Archive

Posts Tagged ‘Web Mining’

Monitoring brand using discourse analysis

 

Learning public opinion (or sentiment) about Your brand in traditional way is expensive because surveys or focus groups take much time and human work. Probably in near future alternative solution will gain recognition as some technology vendors launched tools for brand monitoring using text analytics. Initial review of these attempts appeared yesterday on SmartData Collective.

Monitoring brand using discourse analysis differs, to some extent, from the approach based on text analysis. I have very fresh example – a tool for monitoring opinion about retail nets (supermarkets). And now some words how it is made and how it works.

Building Monitor. Analysis of the discourse in the corpus of Internet discussions related to supermarkets gave a collection of subjects interesting for interlocutors, and a collection of expressions of their attitudes.  Using these results the complex queries for semantic search were built for the learning research.

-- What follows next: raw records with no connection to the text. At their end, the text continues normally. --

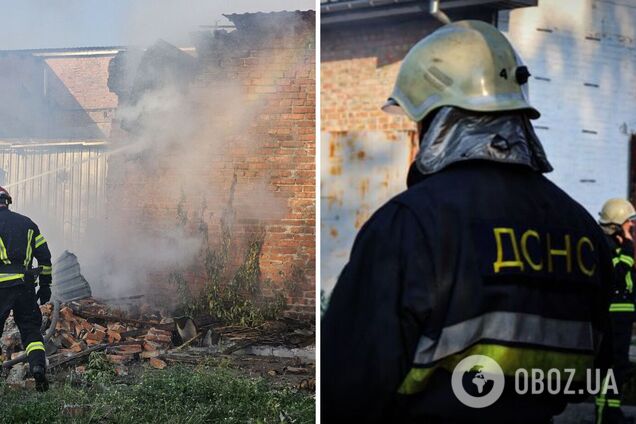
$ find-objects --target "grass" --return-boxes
[0,366,315,424]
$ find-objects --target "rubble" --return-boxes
[0,298,314,388]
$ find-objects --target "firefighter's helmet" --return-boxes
[598,198,636,227]
[382,21,540,122]
[0,187,13,206]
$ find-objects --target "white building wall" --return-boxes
[499,0,636,217]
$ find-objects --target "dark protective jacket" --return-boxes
[321,161,613,423]
[0,207,52,289]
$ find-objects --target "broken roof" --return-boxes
[223,10,316,30]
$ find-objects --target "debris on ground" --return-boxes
[0,297,315,390]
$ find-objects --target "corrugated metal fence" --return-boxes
[0,141,107,249]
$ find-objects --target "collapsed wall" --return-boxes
[98,11,315,317]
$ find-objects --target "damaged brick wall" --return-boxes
[320,17,439,132]
[108,12,316,318]
[320,16,439,293]
[0,49,117,140]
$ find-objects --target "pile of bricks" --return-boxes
[40,300,172,369]
[0,299,173,369]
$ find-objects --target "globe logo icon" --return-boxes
[462,364,495,397]
[451,355,505,408]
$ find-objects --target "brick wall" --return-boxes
[45,54,117,138]
[109,12,316,318]
[0,49,117,140]
[320,16,439,292]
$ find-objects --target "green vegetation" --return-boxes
[0,358,315,424]
[169,177,286,326]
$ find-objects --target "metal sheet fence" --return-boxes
[0,141,107,250]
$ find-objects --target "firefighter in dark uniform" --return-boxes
[321,21,612,424]
[0,187,52,391]
[596,199,636,424]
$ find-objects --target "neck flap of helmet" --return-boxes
[415,106,552,175]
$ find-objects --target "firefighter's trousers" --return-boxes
[596,312,634,424]
[0,283,46,370]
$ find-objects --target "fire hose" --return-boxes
[2,299,60,368]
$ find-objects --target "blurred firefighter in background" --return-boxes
[321,21,613,424]
[0,187,52,391]
[596,199,636,424]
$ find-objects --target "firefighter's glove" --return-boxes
[37,285,51,305]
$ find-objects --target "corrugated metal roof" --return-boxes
[223,10,316,29]
[320,0,538,13]
[0,46,127,57]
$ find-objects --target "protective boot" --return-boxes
[31,365,49,392]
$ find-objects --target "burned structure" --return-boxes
[0,11,315,319]
[106,11,315,318]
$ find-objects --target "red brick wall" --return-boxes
[108,12,316,318]
[45,54,117,137]
[0,51,117,140]
[320,17,438,132]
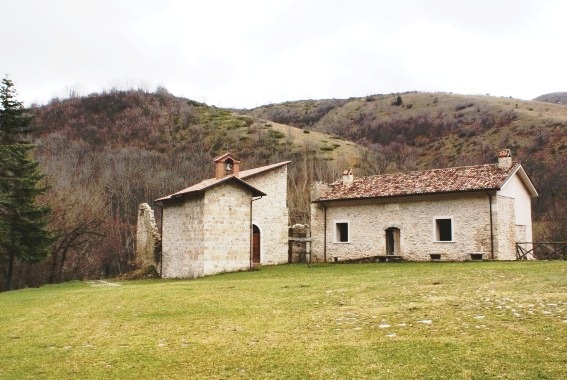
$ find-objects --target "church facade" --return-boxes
[155,153,290,278]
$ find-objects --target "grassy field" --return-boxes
[0,262,567,379]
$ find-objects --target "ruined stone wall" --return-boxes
[245,165,289,265]
[161,197,204,278]
[136,203,161,270]
[311,193,490,261]
[310,203,325,262]
[203,183,252,275]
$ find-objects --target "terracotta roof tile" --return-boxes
[155,160,291,202]
[155,175,266,202]
[238,161,291,179]
[314,163,519,202]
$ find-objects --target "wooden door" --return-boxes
[252,224,260,264]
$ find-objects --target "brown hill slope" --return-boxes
[10,91,359,286]
[534,92,567,105]
[248,92,567,239]
[5,91,567,292]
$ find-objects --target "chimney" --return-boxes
[343,168,354,186]
[498,149,512,169]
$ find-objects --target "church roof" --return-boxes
[155,175,266,202]
[314,162,537,202]
[238,161,291,179]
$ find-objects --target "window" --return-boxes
[435,217,453,241]
[335,221,350,243]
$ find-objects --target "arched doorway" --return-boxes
[386,227,401,256]
[252,224,260,264]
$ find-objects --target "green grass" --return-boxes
[0,262,567,379]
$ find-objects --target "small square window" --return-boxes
[435,218,453,241]
[335,222,349,243]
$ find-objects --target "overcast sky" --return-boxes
[0,0,567,108]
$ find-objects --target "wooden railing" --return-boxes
[516,242,567,260]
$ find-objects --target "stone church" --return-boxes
[144,153,290,278]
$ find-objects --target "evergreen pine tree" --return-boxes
[0,78,52,290]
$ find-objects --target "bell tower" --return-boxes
[215,152,240,178]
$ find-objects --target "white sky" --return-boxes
[0,0,567,108]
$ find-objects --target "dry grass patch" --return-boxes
[0,262,567,379]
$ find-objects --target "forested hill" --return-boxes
[247,92,567,230]
[7,91,567,285]
[18,91,360,285]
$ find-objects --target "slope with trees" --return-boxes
[0,78,52,290]
[4,85,567,286]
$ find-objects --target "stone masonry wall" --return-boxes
[203,183,252,276]
[245,165,289,265]
[494,195,516,260]
[161,197,204,278]
[310,203,325,262]
[136,203,161,270]
[311,193,490,261]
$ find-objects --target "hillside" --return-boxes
[248,92,567,168]
[246,92,567,235]
[534,92,567,105]
[0,91,360,287]
[0,91,567,287]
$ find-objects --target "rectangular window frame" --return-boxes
[433,216,455,243]
[333,219,352,244]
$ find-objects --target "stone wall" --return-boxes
[162,182,252,278]
[311,193,490,261]
[203,183,252,276]
[245,165,289,265]
[161,196,204,278]
[136,203,161,270]
[310,203,326,262]
[494,195,516,260]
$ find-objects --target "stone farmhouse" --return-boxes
[155,153,290,278]
[311,150,538,261]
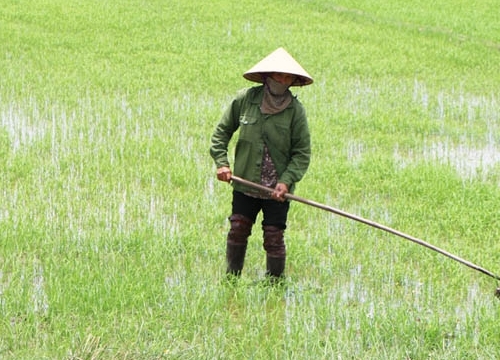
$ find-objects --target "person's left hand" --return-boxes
[271,183,288,201]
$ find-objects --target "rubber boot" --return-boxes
[226,214,253,276]
[262,225,286,283]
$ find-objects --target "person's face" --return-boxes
[271,73,296,86]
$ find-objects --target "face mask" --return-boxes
[266,76,289,95]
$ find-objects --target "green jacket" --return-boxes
[210,85,311,193]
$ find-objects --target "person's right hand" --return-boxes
[217,166,233,182]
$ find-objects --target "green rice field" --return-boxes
[0,0,500,360]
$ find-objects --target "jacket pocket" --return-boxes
[240,115,260,142]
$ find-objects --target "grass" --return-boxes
[0,0,500,359]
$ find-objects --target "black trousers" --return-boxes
[232,191,290,230]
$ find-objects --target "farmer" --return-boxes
[210,48,313,282]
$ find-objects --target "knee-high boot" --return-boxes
[226,214,253,276]
[262,225,286,279]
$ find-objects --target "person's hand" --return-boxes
[271,183,288,201]
[217,166,233,182]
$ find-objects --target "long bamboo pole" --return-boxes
[231,175,500,282]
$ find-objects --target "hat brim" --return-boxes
[243,48,313,86]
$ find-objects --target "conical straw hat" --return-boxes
[243,48,313,86]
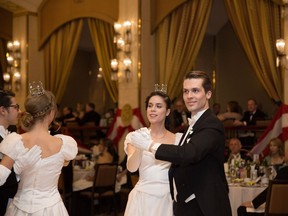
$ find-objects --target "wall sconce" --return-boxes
[3,40,21,91]
[111,21,132,82]
[276,38,288,69]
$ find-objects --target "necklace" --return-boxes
[151,130,167,139]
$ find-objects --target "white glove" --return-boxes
[13,145,42,175]
[0,164,11,186]
[131,128,153,151]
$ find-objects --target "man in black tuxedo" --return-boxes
[237,166,288,216]
[131,71,232,216]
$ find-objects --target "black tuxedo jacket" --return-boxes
[252,166,288,208]
[155,109,231,216]
[0,136,18,216]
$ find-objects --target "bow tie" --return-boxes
[188,117,196,125]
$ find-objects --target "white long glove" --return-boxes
[131,128,153,151]
[0,164,11,186]
[13,145,42,175]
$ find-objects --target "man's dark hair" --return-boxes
[184,71,212,93]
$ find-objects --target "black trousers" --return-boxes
[237,206,264,216]
[173,199,204,216]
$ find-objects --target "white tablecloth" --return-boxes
[73,166,127,192]
[229,185,266,216]
[73,169,95,191]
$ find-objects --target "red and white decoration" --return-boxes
[107,108,146,146]
[250,104,288,156]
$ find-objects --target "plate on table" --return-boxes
[241,181,260,187]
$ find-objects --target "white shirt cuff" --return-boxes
[150,143,161,154]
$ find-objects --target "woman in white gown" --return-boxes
[1,84,78,216]
[124,91,182,216]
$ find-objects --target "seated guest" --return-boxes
[233,99,267,149]
[73,103,85,119]
[212,103,221,116]
[263,138,285,172]
[237,163,288,216]
[217,101,242,122]
[93,138,119,163]
[226,138,251,165]
[234,99,267,126]
[77,102,101,126]
[58,106,76,125]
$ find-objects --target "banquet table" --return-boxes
[73,167,95,191]
[73,163,127,192]
[229,184,267,216]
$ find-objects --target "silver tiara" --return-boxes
[29,81,45,96]
[154,84,167,94]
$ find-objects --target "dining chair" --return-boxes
[265,180,288,216]
[80,163,118,216]
[58,161,73,213]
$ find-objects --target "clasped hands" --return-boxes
[131,127,153,151]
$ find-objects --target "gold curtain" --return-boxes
[156,0,213,99]
[224,0,284,102]
[0,38,7,88]
[44,19,83,102]
[88,18,118,103]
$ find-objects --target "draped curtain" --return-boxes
[44,19,83,101]
[88,18,118,103]
[156,0,213,99]
[0,38,7,88]
[224,0,284,103]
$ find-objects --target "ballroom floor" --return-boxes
[69,191,127,216]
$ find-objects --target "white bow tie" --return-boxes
[188,117,196,125]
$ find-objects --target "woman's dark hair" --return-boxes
[145,91,172,109]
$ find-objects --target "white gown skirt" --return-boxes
[124,189,173,216]
[5,201,69,216]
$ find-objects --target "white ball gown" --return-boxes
[124,133,182,216]
[0,133,78,216]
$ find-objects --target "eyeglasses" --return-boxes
[8,104,20,111]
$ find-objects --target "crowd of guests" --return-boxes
[57,102,115,127]
[0,71,287,216]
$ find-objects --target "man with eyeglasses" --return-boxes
[0,90,40,216]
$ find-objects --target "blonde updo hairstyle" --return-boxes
[21,91,57,130]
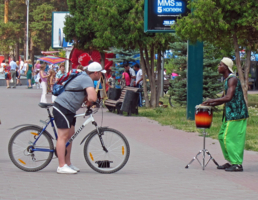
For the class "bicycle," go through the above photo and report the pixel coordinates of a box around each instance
[8,103,130,174]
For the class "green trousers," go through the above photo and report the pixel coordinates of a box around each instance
[219,119,247,165]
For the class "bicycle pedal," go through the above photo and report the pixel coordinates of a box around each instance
[95,160,113,168]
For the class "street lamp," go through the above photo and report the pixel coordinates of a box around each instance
[26,0,30,60]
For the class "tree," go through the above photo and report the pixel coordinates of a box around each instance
[0,0,68,59]
[64,0,173,107]
[30,3,54,62]
[175,0,258,103]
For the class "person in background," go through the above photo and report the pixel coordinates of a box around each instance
[3,60,11,89]
[171,70,178,80]
[45,63,49,73]
[35,69,40,89]
[56,63,66,82]
[122,68,131,86]
[10,58,18,88]
[16,61,21,85]
[124,63,136,86]
[19,58,25,75]
[39,64,50,103]
[25,60,33,89]
[49,69,56,103]
[0,60,5,73]
[21,60,28,75]
[34,60,41,72]
[203,57,249,172]
[133,63,143,107]
[108,74,116,88]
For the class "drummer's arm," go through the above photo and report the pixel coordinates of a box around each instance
[203,77,237,106]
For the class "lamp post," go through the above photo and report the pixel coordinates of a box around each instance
[26,0,30,60]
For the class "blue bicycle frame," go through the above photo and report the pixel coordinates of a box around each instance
[30,108,98,152]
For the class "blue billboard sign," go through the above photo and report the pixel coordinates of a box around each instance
[144,0,190,32]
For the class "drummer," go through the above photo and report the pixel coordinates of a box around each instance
[202,57,249,172]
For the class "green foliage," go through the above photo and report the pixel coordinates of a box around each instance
[175,0,258,52]
[105,48,140,63]
[0,0,68,54]
[64,0,173,107]
[139,95,258,151]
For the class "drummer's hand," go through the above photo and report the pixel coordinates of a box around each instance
[202,99,214,106]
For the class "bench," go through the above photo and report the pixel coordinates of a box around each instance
[105,86,141,115]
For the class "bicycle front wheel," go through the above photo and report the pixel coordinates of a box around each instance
[8,126,54,172]
[84,128,130,174]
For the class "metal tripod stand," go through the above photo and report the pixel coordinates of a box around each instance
[185,128,219,170]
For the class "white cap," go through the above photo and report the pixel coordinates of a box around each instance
[86,62,107,74]
[221,57,234,73]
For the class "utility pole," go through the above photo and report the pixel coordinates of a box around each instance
[26,0,30,60]
[4,0,9,24]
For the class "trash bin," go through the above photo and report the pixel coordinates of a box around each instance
[108,88,122,100]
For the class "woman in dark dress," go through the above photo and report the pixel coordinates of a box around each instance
[25,60,33,89]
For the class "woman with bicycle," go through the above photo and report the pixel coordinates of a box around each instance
[53,62,106,174]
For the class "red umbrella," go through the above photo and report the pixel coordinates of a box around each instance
[39,56,66,64]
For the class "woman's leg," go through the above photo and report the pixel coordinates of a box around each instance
[40,81,47,103]
[28,79,31,87]
[56,128,71,167]
[65,126,75,166]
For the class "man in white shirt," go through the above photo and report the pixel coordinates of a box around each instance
[133,63,143,107]
[124,63,135,87]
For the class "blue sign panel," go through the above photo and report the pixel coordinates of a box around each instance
[144,0,190,32]
[154,0,186,15]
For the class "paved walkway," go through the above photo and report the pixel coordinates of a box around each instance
[0,87,258,200]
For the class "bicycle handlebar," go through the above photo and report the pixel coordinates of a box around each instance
[84,102,99,116]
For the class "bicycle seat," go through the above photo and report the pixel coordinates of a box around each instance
[38,103,54,108]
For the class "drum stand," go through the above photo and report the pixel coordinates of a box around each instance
[185,128,219,170]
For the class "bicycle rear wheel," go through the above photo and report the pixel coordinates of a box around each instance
[8,126,54,172]
[84,128,130,174]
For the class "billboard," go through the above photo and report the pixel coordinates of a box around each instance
[144,0,190,32]
[52,12,73,49]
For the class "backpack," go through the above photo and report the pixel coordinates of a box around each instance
[52,69,85,96]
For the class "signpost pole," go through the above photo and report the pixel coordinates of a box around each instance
[160,52,165,97]
[187,41,203,120]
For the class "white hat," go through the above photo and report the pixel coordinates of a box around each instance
[221,57,234,73]
[87,62,107,74]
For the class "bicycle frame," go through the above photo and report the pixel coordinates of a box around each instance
[31,108,98,152]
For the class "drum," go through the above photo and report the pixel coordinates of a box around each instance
[195,105,213,128]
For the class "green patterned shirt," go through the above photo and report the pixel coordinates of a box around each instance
[223,74,249,121]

It is the crucial stage – we should learn very details of the discourse, and get its math at the same time, as the basis for justification and calibration of the Monitor. The final task is relatively easy – to implement the results and build a “machine” using accessible technology.

How Monitor works. The data for each retail brand is collected using semantic search. Monitor makes all the calculus according to calibrating formulas and provides figures ready for presentation. Please see the pictures made for presentation only (not production version).

First are the “profile” – how the brand is perceived, i. e. how it is distinguished vs the average Internet discourse. The result of such kind is often astonishing because the picture dramatically differs from that of Customer’s (user of monitor) wishes, from official image and marketing buzz. Moreover, the interlocutors’ categories (vertical in the charts) also differ.

Then there is a comparison of the brands monitored. The charts show how people value each brand with regard to the same categories.  2 charts with negative opinions (general index only) are presented as the example.

The third important group of results regards monitoring itself, i. e. presentation of the changes. It depends on the Customer needs. Some customers want to observe the effects of promotional campaigns, and for such purpose day-to-day monitoring is appropriate. Some want to know the general trends… etc.

Streamlining web mining

 

Last Sunday I submitted my comment to the people vs machine debate in Research Magazine. Some readers of this comment asked me how I get 97% accuracy of sentiment changes’ measurement in the Web Mining.

Web text analytics is rather new field of research and everybody is using its own approach. So, I would only advice – don’t want to be too quick. If you collect millions of records and focus on thousands of specific sentiment-rich expressions, first look at this data. Make some basic descriptive statistics (Yes!), make some charts of the frequency distributions etc. Try to find proper way of stratification, using your best proven approaches and tools. Don’t avoid this basic examination – I write this because I see many freshmen in analytic business who want to cut corners.

If you find good way of data stratification you will undoubtedly notice, that some expressions occur most frequently in one or two or three specific contexts or specific subject domains. Follow this clue, and limit further research to these expressions. This is the first step to the discourse mining (not simply text mining).

Next steps are obvious. Look for relations between various characteristics of the contexts, subject domains, and these “good” expressions. Make clustering in order to select subjects domains and texts you need. Make the selection from your corpus of texts.

There are a lot of tools to extrude rich and accurate information from data selected in this way.

Limiting the scope of study is the first and very basic way to streamline any research process. It is also a basic step used in Industrial Engineering in streamlining any manufacturing or business process.